First, a mixture of an organic pigment, a water-soluble inorganic salt, and a water-soluble organic solvent is kneaded using a continuous kneader while finely pulverizing the starting organic pigment to obtain a kneaded composition. Process,
A second step of obtaining a finer organic pigment than the organic pigment by removing the water-soluble inorganic salt and the water-soluble organic solvent from the kneaded composition obtained in the first step,
In the first step, as the continuous kneading machine,
A plurality of annular fixed disks and a rotation axis that is disposed opposite to the annular fixed disk and is passed through the annular fixed disk, and the rotation axis is driven to rotate so that the annular fixed disk and the central axis are A plurality of rotating disks that are rotated in the same manner, and subjecting the material to be processed entering the gap between the annular fixed disk and the rotating disk to shear and pulverize the annular fixed disk and the rotating disk. A plurality of shear pulverization zones are formed,
The heat medium passage formed around said rotating shaft for circulating the heat medium in the heat medium passage and the heat medium passage formed in the rotary disc for circulating the temperature control heat medium before Symbol rotating disc to the rotating shaft while being internally fitted through a predetermined processed material movement control gap relative to the fixed cylindrical body fitted with the fixed cylindrical body periphery to the rotation disc temperature control mechanism and pre-Symbol rotation shaft including A kneading process time control mechanism including a supported rotating body ,
The rotating disk is provided with a screw that is fitted in a fixed cylinder that has the same center axis as the rotating disk and the annular fixed disk, and that conveys the material to be processed to the outer surface of the rotating disk.
The annular fixed disk and the fixed cylinder have a heat medium passage for circulating a temperature control heat medium ,
The kneading treatment time control mechanism employs a continuous kneader provided downstream in the direction of movement of the material to be treated from the plurality of stages of shear pulverization treatment area, and a method for producing fine organic pigments.   In the shear pulverization treatment area in which the material to be processed entering the gap between the annular fixed disk and the rotating disk in the continuous kneader is subjected to the shear pulverization process, a side surface of the annular fixed disk directed to the rotating disk And a recess formed on a side surface of the rotating disk that faces the annular fixed disk, and the recess includes a material to be processed captured in the recess. The method for producing a fine organic pigment according to claim 1, wherein the fine organic pigment is a recess that receives a shearing force and is pulverized when moving with the rotation of the rotating disk relative to the fixed disk.   The method for producing a fine organic pigment according to claim 1 or 2, wherein an intermediate feed member having a screw that conveys the material to be treated is provided at a portion of the rotary shaft adjacent to the rotary disk.   The organic pigment is at least one organic pigment selected from the group consisting of a diketopyrrolopyrrole organic pigment, a quinophthalone organic pigment, a dioxazine organic pigment, and a phthalocyanine organic pigment.

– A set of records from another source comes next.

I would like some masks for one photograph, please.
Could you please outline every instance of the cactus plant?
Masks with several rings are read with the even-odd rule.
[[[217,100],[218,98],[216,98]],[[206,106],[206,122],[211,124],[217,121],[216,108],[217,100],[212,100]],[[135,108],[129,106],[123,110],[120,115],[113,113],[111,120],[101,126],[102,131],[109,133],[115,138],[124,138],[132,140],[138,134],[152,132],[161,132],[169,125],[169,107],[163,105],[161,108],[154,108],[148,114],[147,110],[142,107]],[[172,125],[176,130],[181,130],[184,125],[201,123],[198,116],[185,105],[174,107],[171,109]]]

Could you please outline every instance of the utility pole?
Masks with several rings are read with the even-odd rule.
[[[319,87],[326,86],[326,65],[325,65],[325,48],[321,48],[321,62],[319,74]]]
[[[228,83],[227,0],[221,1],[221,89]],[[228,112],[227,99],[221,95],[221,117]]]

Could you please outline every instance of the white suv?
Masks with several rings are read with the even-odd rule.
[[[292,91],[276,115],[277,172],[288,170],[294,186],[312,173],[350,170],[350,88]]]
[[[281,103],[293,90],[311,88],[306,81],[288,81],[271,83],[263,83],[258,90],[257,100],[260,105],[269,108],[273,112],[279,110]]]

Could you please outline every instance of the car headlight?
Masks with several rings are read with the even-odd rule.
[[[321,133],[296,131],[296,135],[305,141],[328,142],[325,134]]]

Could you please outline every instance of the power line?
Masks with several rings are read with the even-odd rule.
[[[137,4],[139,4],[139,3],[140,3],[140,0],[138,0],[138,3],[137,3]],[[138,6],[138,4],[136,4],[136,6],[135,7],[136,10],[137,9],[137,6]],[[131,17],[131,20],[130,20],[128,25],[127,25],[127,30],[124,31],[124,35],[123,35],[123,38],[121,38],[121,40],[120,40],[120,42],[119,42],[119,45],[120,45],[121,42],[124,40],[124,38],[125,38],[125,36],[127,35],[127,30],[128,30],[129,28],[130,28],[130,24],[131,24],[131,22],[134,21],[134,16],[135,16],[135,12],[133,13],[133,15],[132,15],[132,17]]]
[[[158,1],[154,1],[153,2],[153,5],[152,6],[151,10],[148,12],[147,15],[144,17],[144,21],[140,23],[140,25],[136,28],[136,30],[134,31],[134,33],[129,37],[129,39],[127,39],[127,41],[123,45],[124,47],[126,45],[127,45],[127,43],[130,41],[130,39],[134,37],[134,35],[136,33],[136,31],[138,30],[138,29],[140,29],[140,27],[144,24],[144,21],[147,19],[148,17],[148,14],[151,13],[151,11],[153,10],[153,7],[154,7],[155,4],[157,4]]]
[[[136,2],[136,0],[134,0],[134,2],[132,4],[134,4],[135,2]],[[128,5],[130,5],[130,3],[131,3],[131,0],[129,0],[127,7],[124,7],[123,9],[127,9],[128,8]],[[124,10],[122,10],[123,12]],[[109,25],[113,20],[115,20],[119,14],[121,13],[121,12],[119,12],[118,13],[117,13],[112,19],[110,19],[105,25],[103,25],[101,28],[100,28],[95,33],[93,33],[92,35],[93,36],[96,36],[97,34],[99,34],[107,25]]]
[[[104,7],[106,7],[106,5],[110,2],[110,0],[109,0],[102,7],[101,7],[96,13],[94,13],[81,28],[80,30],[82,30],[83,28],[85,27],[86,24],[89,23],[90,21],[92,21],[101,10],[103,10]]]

The manufacturing method of the fine organic pigment as described in a term. In the first step, a continuous kneader equipped with the rotary disk temperature control mechanism and the kneading treatment time control mechanism is adopted as the continuous kneader, and the first step is obtained by the first step. The manufacturing method of the fine organic pigment of any one of Claim 1 to 4 implemented so that the temperature of the kneaded composition obtained may be 10 to 50 degreeC.